Going through memory is something that can be automated.

Now, is it possible that memory got freed and the OS allocator reallocated it to another program which overwrote the secret? Sure, but I wouldn't want to bet the contents of my password manager  on it.

Is it also possible that freeing the memory resulted in it never getting allocated to another program because it's still in the range that is being managed by the libc memory manager? Yes. In fact, it's very likely.

Closing the application would allow the OS to potentially dole it out again, but how often do people close frequently used apps? For most it's probably only slightly more often then they reboot, which is what, every few weeks or months?

Is this attack likely? As in, does most publicly disclosed malware aitomatically do these things? No, but that doesn't mean it's not possible.

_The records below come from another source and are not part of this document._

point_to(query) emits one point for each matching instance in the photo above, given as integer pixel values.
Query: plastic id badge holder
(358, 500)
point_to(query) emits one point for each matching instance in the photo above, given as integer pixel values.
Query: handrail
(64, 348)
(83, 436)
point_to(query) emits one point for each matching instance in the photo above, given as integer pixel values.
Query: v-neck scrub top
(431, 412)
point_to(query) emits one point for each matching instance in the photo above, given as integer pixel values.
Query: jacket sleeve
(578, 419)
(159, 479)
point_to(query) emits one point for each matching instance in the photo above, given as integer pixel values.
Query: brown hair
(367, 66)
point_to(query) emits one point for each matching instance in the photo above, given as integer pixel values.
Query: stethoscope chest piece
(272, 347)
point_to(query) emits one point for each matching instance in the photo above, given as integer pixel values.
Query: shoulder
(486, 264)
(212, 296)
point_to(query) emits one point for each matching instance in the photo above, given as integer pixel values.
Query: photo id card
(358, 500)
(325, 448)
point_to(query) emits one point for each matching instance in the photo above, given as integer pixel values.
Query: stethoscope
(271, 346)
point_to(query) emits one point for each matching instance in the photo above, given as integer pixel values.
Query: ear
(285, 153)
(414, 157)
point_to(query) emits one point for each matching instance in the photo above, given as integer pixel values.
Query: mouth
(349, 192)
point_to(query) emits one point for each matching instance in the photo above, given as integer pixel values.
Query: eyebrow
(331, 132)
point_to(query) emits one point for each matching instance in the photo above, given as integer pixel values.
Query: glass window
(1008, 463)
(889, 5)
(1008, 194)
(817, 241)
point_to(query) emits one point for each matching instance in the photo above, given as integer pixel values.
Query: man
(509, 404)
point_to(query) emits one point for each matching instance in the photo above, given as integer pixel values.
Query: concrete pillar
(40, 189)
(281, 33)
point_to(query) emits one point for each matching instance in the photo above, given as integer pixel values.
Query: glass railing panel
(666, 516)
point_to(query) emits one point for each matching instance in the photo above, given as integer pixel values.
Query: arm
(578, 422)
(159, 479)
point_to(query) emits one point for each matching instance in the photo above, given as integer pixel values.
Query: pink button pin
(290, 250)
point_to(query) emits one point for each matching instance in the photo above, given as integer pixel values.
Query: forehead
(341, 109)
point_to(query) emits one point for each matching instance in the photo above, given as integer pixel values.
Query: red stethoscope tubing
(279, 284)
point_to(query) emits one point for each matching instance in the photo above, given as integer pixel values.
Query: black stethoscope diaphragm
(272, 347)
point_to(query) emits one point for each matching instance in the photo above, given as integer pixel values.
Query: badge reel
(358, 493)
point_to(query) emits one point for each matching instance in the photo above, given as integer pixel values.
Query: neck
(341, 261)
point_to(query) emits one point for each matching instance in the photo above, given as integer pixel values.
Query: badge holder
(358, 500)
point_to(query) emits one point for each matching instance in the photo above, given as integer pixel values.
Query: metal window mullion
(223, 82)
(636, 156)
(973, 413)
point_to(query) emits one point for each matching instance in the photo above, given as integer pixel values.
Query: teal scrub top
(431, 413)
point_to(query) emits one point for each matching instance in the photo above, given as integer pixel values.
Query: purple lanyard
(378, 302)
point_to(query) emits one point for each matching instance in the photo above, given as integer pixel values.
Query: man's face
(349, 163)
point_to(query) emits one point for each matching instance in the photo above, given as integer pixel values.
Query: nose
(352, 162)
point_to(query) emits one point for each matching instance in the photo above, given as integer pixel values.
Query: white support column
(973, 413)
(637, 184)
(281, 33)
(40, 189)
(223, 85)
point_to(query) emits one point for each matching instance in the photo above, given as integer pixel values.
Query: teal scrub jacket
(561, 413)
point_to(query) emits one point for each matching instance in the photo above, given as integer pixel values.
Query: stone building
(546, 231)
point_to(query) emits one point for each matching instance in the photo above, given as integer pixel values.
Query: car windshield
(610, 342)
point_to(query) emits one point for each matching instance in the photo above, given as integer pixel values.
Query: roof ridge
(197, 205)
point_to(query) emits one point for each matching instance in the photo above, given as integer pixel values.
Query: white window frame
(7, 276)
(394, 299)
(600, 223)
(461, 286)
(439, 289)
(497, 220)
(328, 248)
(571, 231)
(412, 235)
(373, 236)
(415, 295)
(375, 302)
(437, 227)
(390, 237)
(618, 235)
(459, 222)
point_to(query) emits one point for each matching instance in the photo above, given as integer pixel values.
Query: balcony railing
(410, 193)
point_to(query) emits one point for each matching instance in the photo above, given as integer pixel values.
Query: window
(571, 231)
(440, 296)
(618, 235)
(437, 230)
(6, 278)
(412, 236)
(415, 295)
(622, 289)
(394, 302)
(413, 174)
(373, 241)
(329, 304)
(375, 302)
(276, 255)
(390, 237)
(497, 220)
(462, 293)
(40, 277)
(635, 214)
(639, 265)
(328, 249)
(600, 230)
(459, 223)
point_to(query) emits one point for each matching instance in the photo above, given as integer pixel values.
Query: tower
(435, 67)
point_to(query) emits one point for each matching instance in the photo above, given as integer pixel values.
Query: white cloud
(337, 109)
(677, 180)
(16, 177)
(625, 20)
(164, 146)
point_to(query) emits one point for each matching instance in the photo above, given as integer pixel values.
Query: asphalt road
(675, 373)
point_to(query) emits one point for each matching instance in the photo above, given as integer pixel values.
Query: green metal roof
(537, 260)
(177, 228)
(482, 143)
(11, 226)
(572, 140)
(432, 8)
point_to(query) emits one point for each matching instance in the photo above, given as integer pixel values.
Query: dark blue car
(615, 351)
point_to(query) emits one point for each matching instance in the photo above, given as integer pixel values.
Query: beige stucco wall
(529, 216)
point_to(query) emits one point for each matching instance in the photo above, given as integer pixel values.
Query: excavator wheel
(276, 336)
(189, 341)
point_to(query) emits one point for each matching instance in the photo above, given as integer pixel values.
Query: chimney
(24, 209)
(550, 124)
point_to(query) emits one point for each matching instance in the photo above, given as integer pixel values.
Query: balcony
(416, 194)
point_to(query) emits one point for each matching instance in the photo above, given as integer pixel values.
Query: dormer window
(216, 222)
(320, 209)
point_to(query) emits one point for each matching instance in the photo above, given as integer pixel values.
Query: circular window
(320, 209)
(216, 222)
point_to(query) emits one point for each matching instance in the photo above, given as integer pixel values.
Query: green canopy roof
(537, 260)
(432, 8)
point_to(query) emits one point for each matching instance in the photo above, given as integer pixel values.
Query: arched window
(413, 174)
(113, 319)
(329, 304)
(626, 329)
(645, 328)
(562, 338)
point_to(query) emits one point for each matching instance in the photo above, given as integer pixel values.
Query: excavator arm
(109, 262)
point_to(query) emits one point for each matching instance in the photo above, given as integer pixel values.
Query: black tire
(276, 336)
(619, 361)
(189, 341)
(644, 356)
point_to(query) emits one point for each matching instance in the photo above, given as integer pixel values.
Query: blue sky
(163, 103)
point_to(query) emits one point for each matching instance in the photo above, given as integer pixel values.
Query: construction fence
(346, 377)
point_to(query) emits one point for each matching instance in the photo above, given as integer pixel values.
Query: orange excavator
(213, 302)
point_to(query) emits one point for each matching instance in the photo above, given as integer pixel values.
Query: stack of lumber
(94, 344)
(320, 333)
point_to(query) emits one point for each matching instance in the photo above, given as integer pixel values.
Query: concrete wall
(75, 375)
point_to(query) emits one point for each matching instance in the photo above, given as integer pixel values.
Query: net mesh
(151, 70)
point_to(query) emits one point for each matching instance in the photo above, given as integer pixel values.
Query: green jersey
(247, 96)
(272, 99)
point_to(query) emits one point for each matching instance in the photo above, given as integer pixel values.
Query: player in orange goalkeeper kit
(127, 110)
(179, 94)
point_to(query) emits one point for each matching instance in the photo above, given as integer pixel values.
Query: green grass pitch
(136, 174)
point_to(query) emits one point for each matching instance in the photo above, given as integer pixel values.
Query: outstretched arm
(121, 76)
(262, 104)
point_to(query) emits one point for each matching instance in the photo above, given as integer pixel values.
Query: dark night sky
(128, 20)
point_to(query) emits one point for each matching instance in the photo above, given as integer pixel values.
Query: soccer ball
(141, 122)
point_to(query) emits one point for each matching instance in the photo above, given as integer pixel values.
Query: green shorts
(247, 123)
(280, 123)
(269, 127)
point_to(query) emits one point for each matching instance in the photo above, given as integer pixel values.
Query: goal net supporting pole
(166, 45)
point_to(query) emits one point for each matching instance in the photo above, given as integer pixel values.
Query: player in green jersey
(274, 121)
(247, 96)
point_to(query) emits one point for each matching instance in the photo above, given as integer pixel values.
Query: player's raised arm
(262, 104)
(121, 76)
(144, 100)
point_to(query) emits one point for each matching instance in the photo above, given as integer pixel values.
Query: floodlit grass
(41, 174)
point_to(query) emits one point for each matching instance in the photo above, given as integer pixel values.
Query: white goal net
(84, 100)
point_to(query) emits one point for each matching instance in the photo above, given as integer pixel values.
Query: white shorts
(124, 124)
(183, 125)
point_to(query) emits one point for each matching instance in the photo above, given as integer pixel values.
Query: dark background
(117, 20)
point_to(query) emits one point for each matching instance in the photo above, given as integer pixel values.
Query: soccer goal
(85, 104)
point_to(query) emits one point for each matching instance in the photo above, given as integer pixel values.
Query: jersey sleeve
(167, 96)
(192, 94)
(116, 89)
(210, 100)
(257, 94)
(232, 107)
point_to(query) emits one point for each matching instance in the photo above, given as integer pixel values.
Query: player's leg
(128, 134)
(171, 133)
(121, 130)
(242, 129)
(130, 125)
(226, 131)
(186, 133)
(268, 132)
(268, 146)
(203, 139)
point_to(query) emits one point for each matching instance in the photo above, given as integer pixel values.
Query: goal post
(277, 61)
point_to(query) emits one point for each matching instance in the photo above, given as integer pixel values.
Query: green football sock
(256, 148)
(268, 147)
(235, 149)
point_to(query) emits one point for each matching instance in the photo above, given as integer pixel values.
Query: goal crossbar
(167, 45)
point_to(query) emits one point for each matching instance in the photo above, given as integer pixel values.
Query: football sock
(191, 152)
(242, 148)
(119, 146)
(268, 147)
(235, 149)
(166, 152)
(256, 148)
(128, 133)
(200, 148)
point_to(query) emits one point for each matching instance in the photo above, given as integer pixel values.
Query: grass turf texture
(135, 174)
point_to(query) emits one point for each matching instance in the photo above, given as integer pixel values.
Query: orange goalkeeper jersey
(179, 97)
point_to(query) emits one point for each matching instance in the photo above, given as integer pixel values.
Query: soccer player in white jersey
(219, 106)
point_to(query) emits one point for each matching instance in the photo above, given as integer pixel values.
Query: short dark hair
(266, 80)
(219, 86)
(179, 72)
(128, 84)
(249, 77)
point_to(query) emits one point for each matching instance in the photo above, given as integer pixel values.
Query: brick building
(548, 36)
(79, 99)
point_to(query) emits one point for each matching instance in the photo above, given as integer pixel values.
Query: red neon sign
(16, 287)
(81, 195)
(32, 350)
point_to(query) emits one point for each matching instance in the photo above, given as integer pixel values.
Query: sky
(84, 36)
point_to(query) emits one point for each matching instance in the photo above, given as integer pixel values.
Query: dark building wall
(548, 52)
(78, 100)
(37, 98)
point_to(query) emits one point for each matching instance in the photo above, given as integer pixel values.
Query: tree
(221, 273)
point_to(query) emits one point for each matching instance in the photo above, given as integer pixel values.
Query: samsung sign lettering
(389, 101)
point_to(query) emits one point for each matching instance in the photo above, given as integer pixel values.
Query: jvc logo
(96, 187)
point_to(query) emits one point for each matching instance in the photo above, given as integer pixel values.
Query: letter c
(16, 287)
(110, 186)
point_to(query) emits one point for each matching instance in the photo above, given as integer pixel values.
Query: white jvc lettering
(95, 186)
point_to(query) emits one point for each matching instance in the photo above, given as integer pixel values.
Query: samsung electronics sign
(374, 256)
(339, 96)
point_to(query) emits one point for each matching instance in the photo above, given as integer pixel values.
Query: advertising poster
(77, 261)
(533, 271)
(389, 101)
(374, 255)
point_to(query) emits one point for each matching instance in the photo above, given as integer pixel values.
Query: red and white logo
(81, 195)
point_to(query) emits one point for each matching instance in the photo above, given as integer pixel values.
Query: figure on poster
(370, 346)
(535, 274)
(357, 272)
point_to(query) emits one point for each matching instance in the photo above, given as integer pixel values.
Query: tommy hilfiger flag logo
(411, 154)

So for high security things, yeah, I'd say zeroing memory the held secrets when you're done with it is worth the effort. I'd probably rate it as a Low impact severity vulnerability. My scale is basically this:

High - Exploitable vulnerability, violates a main security objective
Medium - Could be chained with other hypothetical vulnerabilities to violate a security objective
Low - Best practices. Won't help violate a security objective, but may increase the impact if there are other, higher impact vulnerabilities

For context, I used to do application security reviews, most of which were cryptography related. 
 And yes, I have written a little proof-of-concept exploit to demonstrate this for a particular app. It only took a couple hours.